Listography...5 Things I'd Change About My Wedding

This week, with the upcoming Royal nuptials imminent, Kate has got us thinking back to our own weddings.  We have been challenged to come up with five things we would like to change about our own "perfect day"!

Casting my mind back 14 years to May 16th 1997, I recall my wedding day with a mixture of emotions!  I was finally tying the knot with my Mr.Right.  Our 9 year old son Joe was best man and 6 year old Megan was the maid of honour.  Ella was a year old and was my cute, little bridesmaid alongside my nieces.

It sounds idyllic, but unfortunately Megan had broken her arm the week before in a flower picking related injury (don't ask!), and Ella had the onset of chicken pox and slept throughout the service instead of displaying her new found walking skills by toddling in with me clutching the bride teddy bear we had bought her for the occasion!   However, we were not to be perturbed.  Our ceremony was in a register's office followed by a reception at a local hotel.  We had flouted all the official advice given to us by the Master of Ceremonies and had a relaxed and informal reception with a top table full of kids who all gave speeches, held up artwork, sang or delivered a prayer.  We had a black, burgundy and cream colour scheme.  It was very "us" and was brilliant!

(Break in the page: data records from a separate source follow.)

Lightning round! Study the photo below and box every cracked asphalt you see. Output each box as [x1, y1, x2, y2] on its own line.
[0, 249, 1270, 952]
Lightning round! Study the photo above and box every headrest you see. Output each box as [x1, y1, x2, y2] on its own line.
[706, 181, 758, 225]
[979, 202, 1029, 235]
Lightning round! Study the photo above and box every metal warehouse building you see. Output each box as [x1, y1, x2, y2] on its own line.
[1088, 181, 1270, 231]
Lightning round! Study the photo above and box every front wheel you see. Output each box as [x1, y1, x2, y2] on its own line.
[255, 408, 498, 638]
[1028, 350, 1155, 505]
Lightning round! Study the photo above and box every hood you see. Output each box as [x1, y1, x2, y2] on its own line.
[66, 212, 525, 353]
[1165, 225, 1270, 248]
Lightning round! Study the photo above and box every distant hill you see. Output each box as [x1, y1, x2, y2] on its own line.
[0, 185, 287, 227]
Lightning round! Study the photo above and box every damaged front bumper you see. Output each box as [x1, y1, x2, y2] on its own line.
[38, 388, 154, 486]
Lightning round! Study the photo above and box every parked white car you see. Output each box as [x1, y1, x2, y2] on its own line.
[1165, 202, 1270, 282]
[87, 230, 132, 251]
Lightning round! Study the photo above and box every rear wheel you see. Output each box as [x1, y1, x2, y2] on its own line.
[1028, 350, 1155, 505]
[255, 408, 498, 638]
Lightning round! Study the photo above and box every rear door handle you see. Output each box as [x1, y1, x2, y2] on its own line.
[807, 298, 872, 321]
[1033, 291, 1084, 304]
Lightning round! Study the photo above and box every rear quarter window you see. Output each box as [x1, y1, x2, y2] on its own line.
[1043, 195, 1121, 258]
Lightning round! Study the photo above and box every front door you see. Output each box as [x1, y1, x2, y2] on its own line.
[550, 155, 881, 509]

But there are things I would love to change!

1: My Outfit

I chose my outfit to reflect me and my personality. The see through black lace skirt and high heeled DM's were really cool, but in hindsight I wish I'd had an amazing dress and girl shoes.  You only have one wedding (hopefully!) and it's an excuse to go all out with something extravagant and exquisite...I missed my opportunity.

2: My Alcohol Consumption
In my pre-tee-total days, I could knock back the booze!  Red wine at lunch, Budweiser by the bucketful and copious dark rum and diet cokes took their toll.  I was completely as drunk as a skunk which resulted in various consequences:

  • I thought that filling my handbag up with Dim Sun from the evening buffet was a sensible idea.  I was saving it for later...but a load of squashed chinese dumplings mixed in with my make-up, house keys, purse and camera was not my best plan!
  • I snogged by best friend's boyfriend ( another inappropriate alcohol related snogging incident that my husband had to remove me from.  Seriously, the man is a saint for putting up with my drunken misadventures!)  In my defence he was a bit of a man tart.
  • I was virtually paralytic by the end of the evening and so dehydrated that I was crawling around the floor and trying to drink a bottle of mouthwash in the hotel honeymoon suite.
  • I was way too ill to even contemplate the complimentary breakfast the next morning.
  • The alcohol poisoning made me ill for the first week of my marriage.
3: My Photo Venue
We had some photos taken in a park behind the register's office.  It looked OK but there was a bunch of drunkards with cans of Special Brew heckling us and an assortment of used condoms littered about the stone wall.  Classy!! 

4: Ian's Hair Do

I adore Ian but in hindsight, a pony tail and ear-ring combo is not the best look for a man in a suit.  I loved his long hair at the time, but I have to say, I think he looks much better now he wears it short!

5: My Guest List
You try and do the right thing by everyone at a wedding and I invited a bunch of people who I didn't really want there and who obviously did not really care about my wedding.  I ended up having to change table settings because certain people were not happy about where they were put, and they refused to socialise with anybody else.  When I think of how much money was spent per head on guests who didn't enter into the spirit of my day, I could spit nails!  Due to the costs and restriction on numbers at the Register's Office, I had to not invite some good friends to the service in favour of others who didn't even speak to me during the day.  
I would be less bitter if any of them had reciprocated my generosity and invited me to their subsequent weddings!  If I could do it all again I would not be a slave to wedding politics and would instead have invited people that I wanted to surround myself with, who would have enriched my day.